Loloee told The Bee in June that his family had lived in a Nogales Street home for months, “seven days a week.” He also said he and his family had moved to another home within his City Council district for a time and then returned to the Nogales Street home.

Loloee further insisted to The Bee that the man currently living in the home was a “former tenant.” But the city’s report suggests that the man and his family have been in the Nogales Street home since 2020.

The councilman also said the $1.4 million home his wife owns in Granite Bay has been empty for two years. He maintains that he was sworn into office at a friend’s home in East Sacramento despite photographs suggesting he was at the Granite Bay home. He subsequently said that where he was sworn in is “nobody’s business.”

When The Bee started asking questions about Loloee’s residence, neighbors on Nogales Street said they had never seen him at the home he claims to live in. A man who identified himself as Loloee’s tenant even said Loloee does not live there.

The city’s report on the issue mentions none of this. Instead, it portrays Loloee as a man attempting to protect his family while honoring his wife’s wishes and Iranian traditions by owning separate homes. It also says that Loloee’s wife moved out of the Nogales Street house in 2020 despite Loloee’s recent claim that his wife and children still live there full-time.

And while police reports revealed several incidents at the Nogales Street location, including a situation in which a man was brandishing a gun, the city’s report newly alleges vandalism at the home and claims the Loloee family received phone calls urging them to “go back to where you came from,” which supposedly motivated Loloee’s wife to move out.

The simple truth is that the city’s report looks like a whitewash.

Loloee’s case was investigated by longtime Sacramento attorney Melinda Guzman, who has made her mark on Sacramento politics before. She previously represented former UC Davis Chancellor Linda Katehi against allegations of nepotism and mismanagement.

Loloee remains under investigation by the Fair Political Practices Commission, the state agency that enforces campaign finance laws. The commission received a complaint that alleged the councilman did not report income on a disclosure form required of elected officials.

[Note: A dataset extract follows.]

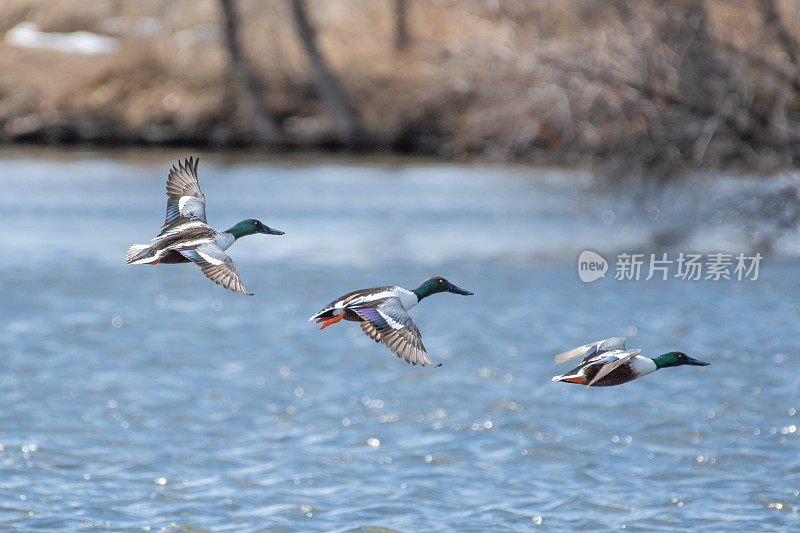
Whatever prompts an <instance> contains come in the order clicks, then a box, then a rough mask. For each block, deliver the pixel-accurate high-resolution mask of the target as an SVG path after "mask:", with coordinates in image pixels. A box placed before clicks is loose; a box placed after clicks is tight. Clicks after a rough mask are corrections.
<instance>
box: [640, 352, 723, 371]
mask: <svg viewBox="0 0 800 533" xmlns="http://www.w3.org/2000/svg"><path fill="white" fill-rule="evenodd" d="M653 362H654V363H655V364H656V368H666V367H668V366H681V365H693V366H708V365H709V364H711V363H706V362H703V361H698V360H697V359H692V358H691V357H689V356H688V355H686V354H685V353H683V352H669V353H665V354H664V355H659V356H658V357H656V358H654V359H653Z"/></svg>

Second District voters should remember this sorry episode when Loloee comes up for reelection two years from now. The district — which includes Old North Sacramento, Hagginwood, Woodlake, Del Paso Heights and part of Robla — is among the most economically disadvantaged in the city.

The district’s voters don’t just deserve a representative who is transparent, represents their interests and actually lives among them; they need one.